帯
ちくま学芸文庫さんは、ポケットサイズで本格的学術書が読めるシリーズである。本書『精講 漢文』の帯には「中国の歴史や文化も学べる 伝説の参考書!」とある。本レビューの目的は、力の限りこの「伝説の参考書」を讃め称えることにある。
前野直彬先生は、単なるテストの点取りや大学受験のための参考書ではなくて、「なぜ漢文を学ぶのか」という、根本的日本人精神を参考書という肩書きで具現することに成功した。だがこの本はとてもそんな枠で収まるレベルではない。帯の文句がそれをよく表している。
弱点
この本はまず「漢文入門」から始まる。私のような人間のためにあるような章である(この本を読むと人間という字についての考え方も変わるが)。すなわち高校時代漢文古文大嫌いの大の苦手で、捨てた。以来漢文古文一切無縁。三十年以上のブランクで日本古典と漢文に関心を持ち、如実にその仕組みを知りたく思った。
ラテン語や英語、フランス語は入っていけるのに、その昔菅原道真や夏目漱石が愛した漢文は、なぜいけないのか。そんな謎に一つ一つ答えてくれるのが「序に代えて」だ。この「序に代えて」は読者の食わず嫌いの理由をズバリと突いてくる。ここで私が漢文の苦手な理由は全て描き尽くされた。そして本当にこの本を読み終える頃には、少しは私の渇きも癒されているだろうか、と思った。
入門
第1章「漢文入門」で私の多くの疑問は解かれたと言って良い。しかもそれのみならず他のどんな哲学書にも載ってないような、深い言語の謎について考えさせられる。第1章は入門を超えた内容である。かつ非常に丁寧でわかりやすく書かれている。
さて以降入門は終わり、実践編かと思うだろう。

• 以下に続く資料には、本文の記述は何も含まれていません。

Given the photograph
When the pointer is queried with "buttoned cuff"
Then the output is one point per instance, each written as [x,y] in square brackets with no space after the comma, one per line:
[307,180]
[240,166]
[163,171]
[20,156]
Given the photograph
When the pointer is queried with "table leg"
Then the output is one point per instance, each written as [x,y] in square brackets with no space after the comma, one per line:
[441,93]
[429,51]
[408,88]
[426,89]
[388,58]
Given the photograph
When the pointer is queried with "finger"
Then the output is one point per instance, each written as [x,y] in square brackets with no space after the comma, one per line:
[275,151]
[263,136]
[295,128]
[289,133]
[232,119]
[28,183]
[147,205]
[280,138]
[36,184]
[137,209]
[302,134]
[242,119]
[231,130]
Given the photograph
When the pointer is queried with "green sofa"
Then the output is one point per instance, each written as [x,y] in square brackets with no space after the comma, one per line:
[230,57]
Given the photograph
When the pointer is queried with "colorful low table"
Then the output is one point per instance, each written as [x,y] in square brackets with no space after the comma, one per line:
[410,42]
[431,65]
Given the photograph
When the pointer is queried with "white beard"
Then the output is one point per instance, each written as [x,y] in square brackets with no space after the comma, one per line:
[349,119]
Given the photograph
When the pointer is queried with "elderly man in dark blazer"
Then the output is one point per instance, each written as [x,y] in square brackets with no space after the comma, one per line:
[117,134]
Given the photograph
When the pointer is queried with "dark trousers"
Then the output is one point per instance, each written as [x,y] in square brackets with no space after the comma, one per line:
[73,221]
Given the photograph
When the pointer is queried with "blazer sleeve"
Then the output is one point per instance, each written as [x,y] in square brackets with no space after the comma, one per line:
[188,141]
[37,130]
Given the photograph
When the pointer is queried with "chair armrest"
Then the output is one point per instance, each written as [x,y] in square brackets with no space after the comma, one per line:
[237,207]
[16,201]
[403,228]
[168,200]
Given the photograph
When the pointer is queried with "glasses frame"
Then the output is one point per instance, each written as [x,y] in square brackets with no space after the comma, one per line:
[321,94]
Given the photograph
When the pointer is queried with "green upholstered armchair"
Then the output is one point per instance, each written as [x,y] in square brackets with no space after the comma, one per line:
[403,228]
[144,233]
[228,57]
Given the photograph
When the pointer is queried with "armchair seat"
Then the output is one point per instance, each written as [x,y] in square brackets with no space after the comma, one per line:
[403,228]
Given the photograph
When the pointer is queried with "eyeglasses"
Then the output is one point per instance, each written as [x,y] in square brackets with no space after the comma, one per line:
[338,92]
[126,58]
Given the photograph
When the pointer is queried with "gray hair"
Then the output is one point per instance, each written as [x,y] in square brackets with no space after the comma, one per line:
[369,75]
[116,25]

果たして最後まで読めるだろうか。いかんせん、この本は最後まで興味を尽きさせない。試験勉強をやっている感じは全然ない。ただ漢文とは何か、という疑問に淡々と答えつつ、親切丁寧にかつ興味深く教えていく。この感じはかつて澁澤龍彦のシリーズで西洋の文芸の紹介を読んだのを思わせた。
漢文
歴史、詩文、小説、思想そして日本の漢文学と本は進行していく。参考書っぽいと感じるのは各章に練習問題は一応付いていて、例文とその解説もあるからだ。でも全然試験勉強ぽくなく、学びながら帯の通り歴史や面白い文学の何たるかを知ることができて非常に有難いと感じる。要するにこの本は日本人なら必携の書であると私は言いたい。
先生のおかげで私は疑問を解消でき、別に受験するわけでもない、ただ日本古典や禅僧の本を解読したいだけの私に、難解な漢文の世界に立ち入っていく鍵と足掛かりをくれた。本当に感謝したい。のみならず万葉集を原点とする日本人の心を、日本の学問の歴史を知る上でこの上ない助けとなってくれた。このような「伝説の参考書」を出してくださったことに、今ここで感謝したい。